DCF vs DDM
バリュエーションのインカムアプローチにおいて、DCF法(FCFをWACCで割り引いて事業価値を出し、有利子負債を差し引いて株式価値を算定)とDDM法(配当を株主資本コストで割り引いて株式価値を直接算定)があります。
どちらも株式価値を算定する手法ですが、使用場面が異なります。
DCF法はコントロールベースかつ有利子負債水準が一定の場合
DCF法はFCFを基礎とすることからコントロールベースの評価となります。
また株主資本と有利子負債の割合を一定と仮定したWACCで割り引くことから、事業計画上の有利子負債の変動が小さい必要があります。

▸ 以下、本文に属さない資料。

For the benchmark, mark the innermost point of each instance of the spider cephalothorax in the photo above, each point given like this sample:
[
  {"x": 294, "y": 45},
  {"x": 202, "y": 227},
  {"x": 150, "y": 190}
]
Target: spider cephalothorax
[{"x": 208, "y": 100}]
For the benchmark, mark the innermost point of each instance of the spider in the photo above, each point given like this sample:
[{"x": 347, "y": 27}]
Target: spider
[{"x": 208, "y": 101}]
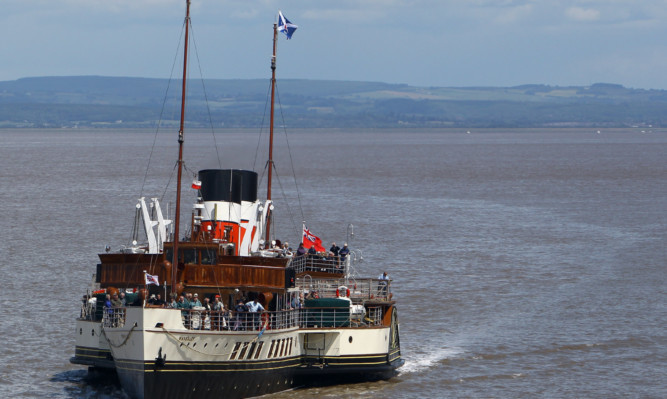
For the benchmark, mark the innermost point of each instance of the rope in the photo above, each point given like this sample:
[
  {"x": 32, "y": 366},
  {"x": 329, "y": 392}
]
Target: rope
[
  {"x": 122, "y": 343},
  {"x": 208, "y": 107}
]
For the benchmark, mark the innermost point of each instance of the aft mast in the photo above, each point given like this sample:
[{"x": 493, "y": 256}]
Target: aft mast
[
  {"x": 177, "y": 218},
  {"x": 270, "y": 161}
]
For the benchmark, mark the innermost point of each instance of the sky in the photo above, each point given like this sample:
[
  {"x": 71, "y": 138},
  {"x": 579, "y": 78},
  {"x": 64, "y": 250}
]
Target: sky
[{"x": 449, "y": 43}]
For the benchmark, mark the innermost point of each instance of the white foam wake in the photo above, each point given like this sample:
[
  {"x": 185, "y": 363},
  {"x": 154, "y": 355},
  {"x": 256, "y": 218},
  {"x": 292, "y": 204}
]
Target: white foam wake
[{"x": 418, "y": 362}]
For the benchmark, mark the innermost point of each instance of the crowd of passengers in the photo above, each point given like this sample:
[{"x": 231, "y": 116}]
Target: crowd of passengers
[{"x": 208, "y": 314}]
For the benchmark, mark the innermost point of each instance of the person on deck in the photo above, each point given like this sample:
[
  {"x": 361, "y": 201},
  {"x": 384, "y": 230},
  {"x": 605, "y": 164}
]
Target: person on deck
[
  {"x": 219, "y": 317},
  {"x": 240, "y": 311},
  {"x": 383, "y": 283},
  {"x": 115, "y": 301},
  {"x": 301, "y": 251},
  {"x": 255, "y": 307},
  {"x": 195, "y": 302},
  {"x": 343, "y": 253},
  {"x": 158, "y": 301}
]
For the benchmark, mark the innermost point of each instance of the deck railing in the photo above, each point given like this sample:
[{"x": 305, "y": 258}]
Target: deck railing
[
  {"x": 113, "y": 317},
  {"x": 319, "y": 263},
  {"x": 360, "y": 290}
]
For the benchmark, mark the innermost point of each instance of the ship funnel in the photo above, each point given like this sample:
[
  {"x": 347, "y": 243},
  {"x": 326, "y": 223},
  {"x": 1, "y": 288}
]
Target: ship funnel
[{"x": 231, "y": 211}]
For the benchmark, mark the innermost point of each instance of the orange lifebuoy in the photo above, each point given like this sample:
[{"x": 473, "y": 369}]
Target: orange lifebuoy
[{"x": 265, "y": 321}]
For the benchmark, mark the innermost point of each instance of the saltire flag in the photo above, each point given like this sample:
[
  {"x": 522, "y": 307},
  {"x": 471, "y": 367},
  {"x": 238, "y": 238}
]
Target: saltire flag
[
  {"x": 311, "y": 240},
  {"x": 285, "y": 26},
  {"x": 151, "y": 279}
]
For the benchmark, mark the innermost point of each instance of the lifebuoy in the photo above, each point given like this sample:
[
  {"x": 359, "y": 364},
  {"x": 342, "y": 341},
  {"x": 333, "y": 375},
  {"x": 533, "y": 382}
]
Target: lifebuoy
[{"x": 265, "y": 321}]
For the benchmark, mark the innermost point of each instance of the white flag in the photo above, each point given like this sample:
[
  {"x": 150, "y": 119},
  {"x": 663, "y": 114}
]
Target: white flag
[{"x": 150, "y": 279}]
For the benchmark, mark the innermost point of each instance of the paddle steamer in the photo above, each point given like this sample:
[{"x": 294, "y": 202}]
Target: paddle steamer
[{"x": 321, "y": 324}]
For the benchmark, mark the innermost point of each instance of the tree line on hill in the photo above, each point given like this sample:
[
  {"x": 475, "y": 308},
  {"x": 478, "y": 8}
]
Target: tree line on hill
[{"x": 94, "y": 101}]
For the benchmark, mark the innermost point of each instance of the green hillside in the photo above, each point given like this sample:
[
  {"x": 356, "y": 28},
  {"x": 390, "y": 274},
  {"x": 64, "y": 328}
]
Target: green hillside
[{"x": 94, "y": 101}]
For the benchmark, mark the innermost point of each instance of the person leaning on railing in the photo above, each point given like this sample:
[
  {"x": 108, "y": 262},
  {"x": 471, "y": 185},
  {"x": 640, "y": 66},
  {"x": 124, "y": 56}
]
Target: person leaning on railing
[{"x": 383, "y": 283}]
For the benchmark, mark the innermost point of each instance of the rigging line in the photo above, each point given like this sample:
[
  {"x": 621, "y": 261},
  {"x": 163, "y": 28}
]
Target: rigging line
[
  {"x": 208, "y": 108},
  {"x": 289, "y": 151},
  {"x": 164, "y": 103},
  {"x": 261, "y": 127},
  {"x": 282, "y": 190},
  {"x": 171, "y": 176}
]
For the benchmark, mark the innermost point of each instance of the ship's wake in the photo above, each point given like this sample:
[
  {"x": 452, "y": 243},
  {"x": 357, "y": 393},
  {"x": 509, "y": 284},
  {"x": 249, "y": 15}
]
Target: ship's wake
[{"x": 421, "y": 361}]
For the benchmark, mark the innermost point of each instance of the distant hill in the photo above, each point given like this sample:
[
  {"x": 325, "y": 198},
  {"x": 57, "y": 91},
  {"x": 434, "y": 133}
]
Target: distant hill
[{"x": 119, "y": 102}]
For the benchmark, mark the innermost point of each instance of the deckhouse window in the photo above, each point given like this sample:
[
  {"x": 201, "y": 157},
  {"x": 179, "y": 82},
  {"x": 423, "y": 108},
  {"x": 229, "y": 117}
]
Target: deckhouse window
[
  {"x": 189, "y": 256},
  {"x": 208, "y": 257}
]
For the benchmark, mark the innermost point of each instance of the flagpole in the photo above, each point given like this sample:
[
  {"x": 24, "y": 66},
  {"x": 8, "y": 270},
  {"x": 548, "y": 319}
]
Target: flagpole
[
  {"x": 270, "y": 162},
  {"x": 177, "y": 216}
]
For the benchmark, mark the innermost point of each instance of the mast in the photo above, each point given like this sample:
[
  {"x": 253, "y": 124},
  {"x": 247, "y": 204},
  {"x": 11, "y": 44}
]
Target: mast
[
  {"x": 270, "y": 162},
  {"x": 174, "y": 264}
]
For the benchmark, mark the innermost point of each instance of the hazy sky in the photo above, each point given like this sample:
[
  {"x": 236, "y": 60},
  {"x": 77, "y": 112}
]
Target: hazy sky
[{"x": 418, "y": 42}]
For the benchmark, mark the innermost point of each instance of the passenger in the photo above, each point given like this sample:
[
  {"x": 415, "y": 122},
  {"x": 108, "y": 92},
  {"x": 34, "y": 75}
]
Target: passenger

DDM法はマイノリティベースかつ有利子負債水準が変動する場合
DDM法は配当を基礎としており、マイノリティベースの評価となります。
有利子負債にかかる支払利息・元本返済を考慮した後のキャッシュフローとなるため、事業計画期間で有利子負債水準が変動しても問題ありません。
どちらの方が価値が大きくなるか
理論的には両者の評価結果は一致します。
ただしDCF法で有利子負債の水準を完全に見通すのは難しいこと、マイノリティディスカウントの水準は決めの問題であることから実際はずれます。
上述したコントロールorマイノリティ、有利子負債一定or変化の観点でケースバイケースで選択する必要があります。